04 | Kedatangan Pagi Hari

169 52 58
                                    

Senyum manisnya hanya untuk dukanya.
Tawa jenakanya hanya untuk lukanya.

Tetap saja,
Tidak ada yang baik-baik saja saat dituntut lebih dewasa sebelum umurnya.

...

Malam sudah beranjak larut, namun lampu kamar Key Lilisia nampaknya belum ingin terlelap. Pemiliknya masih berkutat dengan kertas-kertas dari divisi management toko milik keluarga. Toko atas nama sang Mama tapi Lilis lah yang konon menanganinya.

Anak seusianya memang belum pantas menangani pekerjaan seberat itu. Pun dengan tuntutan; kamu pasti bisa, mama percaya sama kamu.

Pada akhirnya, jika dia salah tetap saja salah. Berpuluh kali pun dia memutar otak, tidak ada yang masuk akal dari ucapan sang Mama. Tidak akan ada yang bisa dia tangani.

Layar ponsel yang menyala menarik perhatian Lilis. Nama seseorang yang dia save dengan inisial R tertera sebagai penelponnya, Lilis lantas mengembuskan napasnya keras-keras. Dengan malas, Lilis menggeser layar ponsel dengan ujung jari terlunjuknya.

“Ya, kenapa?”

Embusan napas terdengar jelas di telinganya. “Aku kangen, Lis. Kamu kenapa nggak mau ketemu aku lagi, sih? Kenapa sekarang anggep aku kaya orang asing?”

“Nggak suka?” sahutnya tanpa ramah tamah. Dia bangkit, kakinya melangkah menuju balkon kamarnya. “gue bukan menghindar tapi emang harus menghindar. Gue nggak mau lagi sampe Faisal salah paham sama lo yang suka ngintilin gue.”

To the pointnya membuat seseorang di seberang sana bungkam.

“Gue cuma suka sama Faisal.” Final sudah pernyataannya dan tidak ada barang siapapun yang bisa menganggu gugatannya.

Sebelum Lilis mematikan ponselnya, buru-buru disanggah oleh lawan bicaranya. “Apa sih bagusnya Faisal dibanding aku?”

Napasnya tertarik keras. Pembicaraan ini sudah menjadi yang kesekian mereka bahas. “Bisa? Jangan bahas ini lagi, udah muak gue!”

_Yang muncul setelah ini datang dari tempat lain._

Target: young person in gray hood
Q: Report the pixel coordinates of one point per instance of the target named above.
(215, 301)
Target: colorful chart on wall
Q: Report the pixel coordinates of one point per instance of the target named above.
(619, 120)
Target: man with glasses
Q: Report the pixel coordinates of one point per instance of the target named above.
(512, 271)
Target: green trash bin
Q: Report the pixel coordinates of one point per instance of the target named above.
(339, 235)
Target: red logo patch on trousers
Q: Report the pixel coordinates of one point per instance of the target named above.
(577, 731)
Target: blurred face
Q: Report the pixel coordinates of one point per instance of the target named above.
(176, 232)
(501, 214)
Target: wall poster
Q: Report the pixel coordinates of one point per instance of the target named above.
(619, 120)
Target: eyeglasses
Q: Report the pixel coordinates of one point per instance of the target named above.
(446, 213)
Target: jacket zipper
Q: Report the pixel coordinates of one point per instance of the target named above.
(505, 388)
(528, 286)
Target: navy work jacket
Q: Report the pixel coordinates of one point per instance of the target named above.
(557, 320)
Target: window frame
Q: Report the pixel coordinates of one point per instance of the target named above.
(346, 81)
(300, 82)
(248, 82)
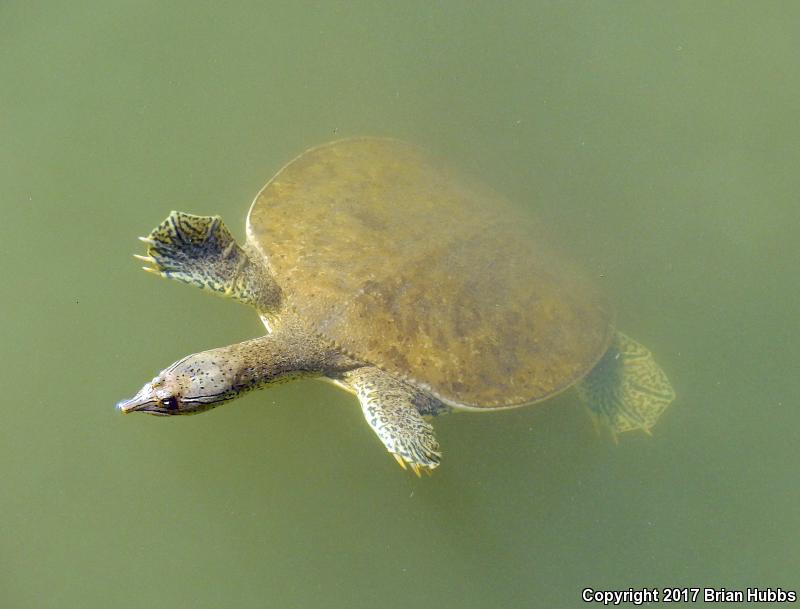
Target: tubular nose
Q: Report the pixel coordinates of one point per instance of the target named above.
(137, 402)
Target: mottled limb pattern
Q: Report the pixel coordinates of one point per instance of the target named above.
(627, 389)
(200, 250)
(390, 408)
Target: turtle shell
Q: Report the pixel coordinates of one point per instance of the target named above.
(430, 275)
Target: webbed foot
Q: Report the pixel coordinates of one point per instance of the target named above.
(627, 389)
(389, 407)
(201, 251)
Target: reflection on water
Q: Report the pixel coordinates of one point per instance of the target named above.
(657, 141)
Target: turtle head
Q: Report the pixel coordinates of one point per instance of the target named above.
(192, 385)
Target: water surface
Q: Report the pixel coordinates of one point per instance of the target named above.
(658, 140)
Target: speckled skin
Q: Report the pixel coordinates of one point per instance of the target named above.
(200, 250)
(416, 291)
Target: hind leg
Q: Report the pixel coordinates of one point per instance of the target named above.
(627, 389)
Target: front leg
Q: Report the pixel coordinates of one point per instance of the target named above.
(392, 408)
(200, 250)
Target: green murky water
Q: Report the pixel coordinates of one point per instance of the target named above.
(660, 140)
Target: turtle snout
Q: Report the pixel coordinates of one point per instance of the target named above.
(143, 400)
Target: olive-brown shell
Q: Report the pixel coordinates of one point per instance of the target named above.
(432, 276)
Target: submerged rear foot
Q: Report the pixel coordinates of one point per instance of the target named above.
(627, 389)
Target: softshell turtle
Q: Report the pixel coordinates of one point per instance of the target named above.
(421, 291)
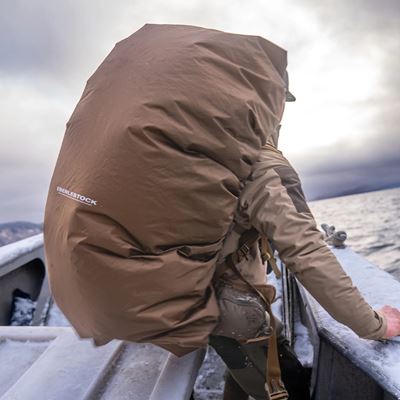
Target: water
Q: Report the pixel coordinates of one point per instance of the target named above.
(372, 223)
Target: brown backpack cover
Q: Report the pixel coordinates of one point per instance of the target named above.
(148, 177)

Seketika panggilan diputuskannya secara sepihak dan detik itu juga layarnya padam. Dimatikan oleh sang empunya. Rambutnya yang tergerai, beterbangan dilemparkan oleh angin malam. Hatinya hanya menggemakan satu kata; andai.

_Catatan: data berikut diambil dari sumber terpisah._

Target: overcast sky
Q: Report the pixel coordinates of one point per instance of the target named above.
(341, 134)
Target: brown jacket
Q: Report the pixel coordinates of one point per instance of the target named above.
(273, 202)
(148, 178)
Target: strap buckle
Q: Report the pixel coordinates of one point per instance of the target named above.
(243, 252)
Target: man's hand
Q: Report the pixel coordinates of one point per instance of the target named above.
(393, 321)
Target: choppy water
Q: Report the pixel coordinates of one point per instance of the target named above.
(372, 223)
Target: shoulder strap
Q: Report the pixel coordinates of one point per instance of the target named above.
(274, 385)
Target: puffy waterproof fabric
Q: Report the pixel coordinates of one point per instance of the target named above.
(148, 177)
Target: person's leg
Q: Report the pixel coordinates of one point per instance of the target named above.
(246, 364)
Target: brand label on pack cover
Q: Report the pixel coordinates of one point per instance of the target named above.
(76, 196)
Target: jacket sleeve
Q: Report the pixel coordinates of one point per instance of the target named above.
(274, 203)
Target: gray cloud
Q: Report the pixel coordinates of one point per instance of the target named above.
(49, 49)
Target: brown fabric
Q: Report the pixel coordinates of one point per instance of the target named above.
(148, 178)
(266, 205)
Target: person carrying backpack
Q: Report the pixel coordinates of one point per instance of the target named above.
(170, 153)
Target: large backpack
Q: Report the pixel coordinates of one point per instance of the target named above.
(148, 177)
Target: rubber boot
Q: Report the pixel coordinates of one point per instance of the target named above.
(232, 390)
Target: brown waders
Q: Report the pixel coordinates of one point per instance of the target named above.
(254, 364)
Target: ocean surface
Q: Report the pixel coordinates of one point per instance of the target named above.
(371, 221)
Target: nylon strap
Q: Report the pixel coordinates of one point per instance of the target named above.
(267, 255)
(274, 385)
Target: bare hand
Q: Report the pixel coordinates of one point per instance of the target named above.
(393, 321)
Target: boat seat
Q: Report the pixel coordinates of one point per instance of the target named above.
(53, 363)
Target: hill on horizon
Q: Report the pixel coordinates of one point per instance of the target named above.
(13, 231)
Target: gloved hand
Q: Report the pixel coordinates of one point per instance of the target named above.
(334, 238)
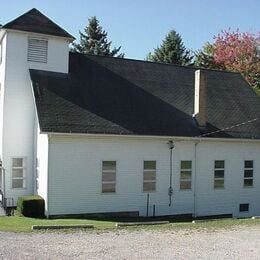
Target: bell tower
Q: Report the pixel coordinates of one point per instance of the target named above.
(31, 41)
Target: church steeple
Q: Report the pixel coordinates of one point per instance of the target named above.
(35, 21)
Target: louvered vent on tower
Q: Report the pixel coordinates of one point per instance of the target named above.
(37, 50)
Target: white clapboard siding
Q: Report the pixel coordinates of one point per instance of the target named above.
(75, 176)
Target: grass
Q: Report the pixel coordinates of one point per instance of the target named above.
(23, 224)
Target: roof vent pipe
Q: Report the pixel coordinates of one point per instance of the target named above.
(200, 104)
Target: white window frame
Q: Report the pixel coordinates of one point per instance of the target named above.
(23, 167)
(149, 181)
(108, 182)
(186, 179)
(37, 53)
(249, 178)
(218, 178)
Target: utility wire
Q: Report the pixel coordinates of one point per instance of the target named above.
(228, 128)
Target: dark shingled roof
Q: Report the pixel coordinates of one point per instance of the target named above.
(35, 21)
(122, 96)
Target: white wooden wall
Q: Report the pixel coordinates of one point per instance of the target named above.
(19, 115)
(75, 176)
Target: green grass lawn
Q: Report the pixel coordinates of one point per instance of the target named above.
(23, 224)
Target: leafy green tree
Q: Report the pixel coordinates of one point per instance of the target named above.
(172, 50)
(94, 41)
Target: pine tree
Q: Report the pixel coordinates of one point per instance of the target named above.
(172, 50)
(94, 41)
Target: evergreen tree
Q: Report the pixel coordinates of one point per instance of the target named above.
(172, 50)
(94, 41)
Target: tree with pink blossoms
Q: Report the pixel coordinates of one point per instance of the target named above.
(233, 51)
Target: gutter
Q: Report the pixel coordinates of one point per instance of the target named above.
(195, 180)
(179, 138)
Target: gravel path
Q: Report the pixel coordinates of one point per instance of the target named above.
(183, 244)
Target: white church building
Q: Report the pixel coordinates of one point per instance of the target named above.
(95, 134)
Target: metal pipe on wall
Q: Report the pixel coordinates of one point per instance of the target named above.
(170, 190)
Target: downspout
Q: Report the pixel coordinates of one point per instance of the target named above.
(170, 190)
(195, 180)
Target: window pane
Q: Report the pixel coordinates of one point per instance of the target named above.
(219, 173)
(149, 175)
(108, 187)
(186, 164)
(249, 164)
(243, 207)
(109, 176)
(149, 165)
(109, 165)
(218, 184)
(17, 162)
(18, 183)
(17, 173)
(185, 185)
(149, 186)
(248, 173)
(185, 174)
(219, 164)
(248, 182)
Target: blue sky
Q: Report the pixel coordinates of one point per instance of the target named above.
(141, 25)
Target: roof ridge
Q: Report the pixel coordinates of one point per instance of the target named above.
(156, 62)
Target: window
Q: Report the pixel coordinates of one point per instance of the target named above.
(244, 207)
(108, 176)
(185, 175)
(18, 173)
(149, 176)
(219, 173)
(37, 50)
(248, 173)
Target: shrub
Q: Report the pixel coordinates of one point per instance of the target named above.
(31, 206)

Andai saja dia mengerti posisinya.

Andai saja dia selalu ada untuknya.

Andai saja dia membagi waktu antara dia dan basketnya.

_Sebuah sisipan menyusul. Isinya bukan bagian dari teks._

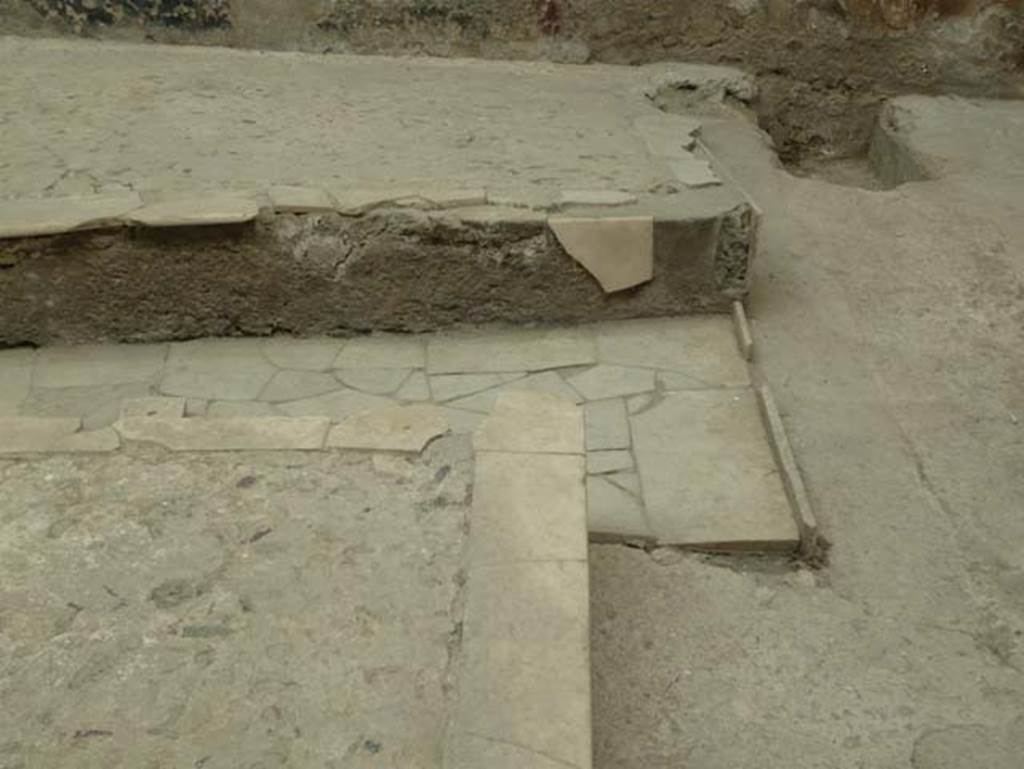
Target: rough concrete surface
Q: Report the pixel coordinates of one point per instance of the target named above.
(231, 610)
(889, 327)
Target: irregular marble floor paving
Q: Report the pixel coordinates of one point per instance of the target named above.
(676, 452)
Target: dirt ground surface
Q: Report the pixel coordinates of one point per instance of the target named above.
(889, 324)
(823, 66)
(256, 609)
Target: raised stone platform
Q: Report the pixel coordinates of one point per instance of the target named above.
(171, 193)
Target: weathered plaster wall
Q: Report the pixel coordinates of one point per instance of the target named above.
(823, 66)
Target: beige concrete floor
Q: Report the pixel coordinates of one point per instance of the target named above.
(889, 324)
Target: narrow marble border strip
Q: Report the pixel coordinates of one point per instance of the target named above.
(744, 339)
(524, 695)
(228, 433)
(811, 542)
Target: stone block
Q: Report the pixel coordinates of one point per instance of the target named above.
(39, 216)
(93, 365)
(337, 404)
(608, 462)
(232, 433)
(547, 381)
(15, 379)
(509, 351)
(604, 381)
(217, 369)
(617, 251)
(708, 473)
(223, 409)
(197, 210)
(700, 349)
(414, 388)
(42, 434)
(527, 507)
(382, 351)
(154, 407)
(377, 381)
(451, 386)
(613, 513)
(98, 406)
(525, 663)
(393, 428)
(570, 198)
(299, 200)
(607, 425)
(294, 385)
(532, 422)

Sayangnya, Tidak ada pilihan lain selain bersikap seolah-olah membencinya. hal itu sudah terlalu fatamorgana untuk dirinya dan ... dia.

•••

Beberapa hari mengenalnya, Louis seolah mengerti kalau Gadis bukan tipikal perempuan yang pantang menyerah dan mengejar tanpa kenal lelah. Namun Louis tidak menduga, bahwa amunisinya harus digunakan pagi ini. Di meja makan rumahnya. Di depan orang tuanya.

Good morning pacar,” Gadis menyapa Louis riang, matanya berkilat jahil. Perempuan itu menarik meja makan di sampingnya, lalu menepuk-nepuk bantalan kursi tersebut.